The move gives EnCana, Canada's biggest oil and gas exploration firm, sole ownership of the field 80 miles (130 km) northwest of Houston, which is home to two of the biggest gas wells drilled in the United States over the past five years.

"The Leor assets are located in one of the fastest-growing and highest-potential natural gas basins in North America," Randy Eresman, EnCana's chief executive, said on a conference call. "We believe the Amoruso field is the best emerging unconventional gas play in North America."

The price tag for Leor's stake has skyrocketed over the past two years as massive new reserves were found in the technically challenging field.

Two years ago, EnCana paid $80 million for a 30 percent stake in Amoruso from Leor, which is privately held. It added a further 20 percent last year for $250 million.

Over those two years, production at the field had ramped up to 215 million cubic feet a day and EnCana expects that to grow to as much as 355 million cubic feet a day next year.

"It's still a very early-stage development but it does seem to be gaining a lot of momentum," said Kyle Preston, an analyst with Salman Partners.

The company said two of the wells drilled into the field were among the most prolific onshore gas wells in the United States since 2002. The Bonnie Ann 1 and South McLean B1 wells produced more than 50 million cubic feet of gas a day while the last well drilled there, called Laxson, is producing 65 million cubic feet a day.

The latest acquisition will add Leor's output of 75 million cubic feet a day and 56,300 acres of exploration lands in east Texas. EnCana, which produced 3.63 billion cubic feet of gas a day in the third quarter, expects the deal to immediately add to cash flow and be neutral to earnings.

"It's a great outcome. I think they're buying the best property in North America," said Guma Aguiar, Leor's chief executive.

The deal puts an exclamation point on an old-fashioned wildcat play that is the biggest find in Houston geologist John Amoruso's career.

Amoruso theorized that 150 million years ago a river emptied into the sea in Robertson County and the result was gas 14,000 to 20,000 feet beneath the cow pastures of today.

The field is part of the Deep Bossier trend in east Texas, part of a play that produces about 1.4 billion cubic feet of gas a day. EnCana said production in the region is highly profitable because the play lies close to pipelines and gas trading hubs.

In total, EnCana expects the field to produce up to 3.3 trillion cubic feet, including the portion it already controls.
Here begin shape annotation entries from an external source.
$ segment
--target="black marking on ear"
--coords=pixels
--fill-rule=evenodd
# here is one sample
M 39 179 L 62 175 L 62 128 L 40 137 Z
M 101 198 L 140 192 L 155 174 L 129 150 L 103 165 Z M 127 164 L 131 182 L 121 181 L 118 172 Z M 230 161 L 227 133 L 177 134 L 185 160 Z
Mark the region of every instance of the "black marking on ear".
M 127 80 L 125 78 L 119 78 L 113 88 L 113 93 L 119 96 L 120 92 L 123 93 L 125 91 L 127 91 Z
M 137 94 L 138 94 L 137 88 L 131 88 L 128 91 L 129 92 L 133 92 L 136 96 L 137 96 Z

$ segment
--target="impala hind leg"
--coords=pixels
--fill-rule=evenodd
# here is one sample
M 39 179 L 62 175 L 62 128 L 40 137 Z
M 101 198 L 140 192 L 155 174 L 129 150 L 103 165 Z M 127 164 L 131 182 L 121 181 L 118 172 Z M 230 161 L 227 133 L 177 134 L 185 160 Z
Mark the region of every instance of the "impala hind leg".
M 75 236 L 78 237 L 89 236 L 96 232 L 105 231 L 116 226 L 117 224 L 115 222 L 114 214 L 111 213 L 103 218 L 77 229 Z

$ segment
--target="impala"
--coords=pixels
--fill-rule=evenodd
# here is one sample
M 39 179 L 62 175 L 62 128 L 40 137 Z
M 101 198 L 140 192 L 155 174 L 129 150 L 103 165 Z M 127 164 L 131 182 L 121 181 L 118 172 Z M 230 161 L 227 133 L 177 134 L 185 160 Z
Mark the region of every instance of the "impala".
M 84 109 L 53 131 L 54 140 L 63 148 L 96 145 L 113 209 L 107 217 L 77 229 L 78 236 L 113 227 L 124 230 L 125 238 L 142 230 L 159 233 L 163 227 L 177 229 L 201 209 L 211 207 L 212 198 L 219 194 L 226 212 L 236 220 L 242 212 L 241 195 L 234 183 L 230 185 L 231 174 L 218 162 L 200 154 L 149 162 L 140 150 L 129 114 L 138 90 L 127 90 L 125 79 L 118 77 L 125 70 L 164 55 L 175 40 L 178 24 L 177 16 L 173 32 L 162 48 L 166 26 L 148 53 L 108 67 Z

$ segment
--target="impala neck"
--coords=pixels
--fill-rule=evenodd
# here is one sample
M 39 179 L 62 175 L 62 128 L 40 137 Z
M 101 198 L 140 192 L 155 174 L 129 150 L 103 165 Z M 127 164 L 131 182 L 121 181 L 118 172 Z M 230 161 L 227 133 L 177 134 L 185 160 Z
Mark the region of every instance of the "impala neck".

The acquisition is EnCana's largest purchase of gas assets since 2004, when it paid $2.7 billion for U.S. producer Tom Brown Inc.

As well, it's the first major deal the company has made since it threatened to cut $1 billion in spending in Alberta if the province raised royalty rates on oil and gas production.

Alberta did hike rates, but less than EnCana had feared, and Eresman said the purchase wasn't a response to the higher costs.

"It is a normal strategic event," he said. "This transaction has nothing to do with EnCana's future plans as they relate to the Alberta government's new royalty framework."

Shares of EnCana fell 79 Canadian cents, or 1.2 percent, to C$66.98 on the Toronto Stock Exchange amid a broad-based retreat by the market.

The acquisition is effective as of Oct. 1 and is expected to close by year-end.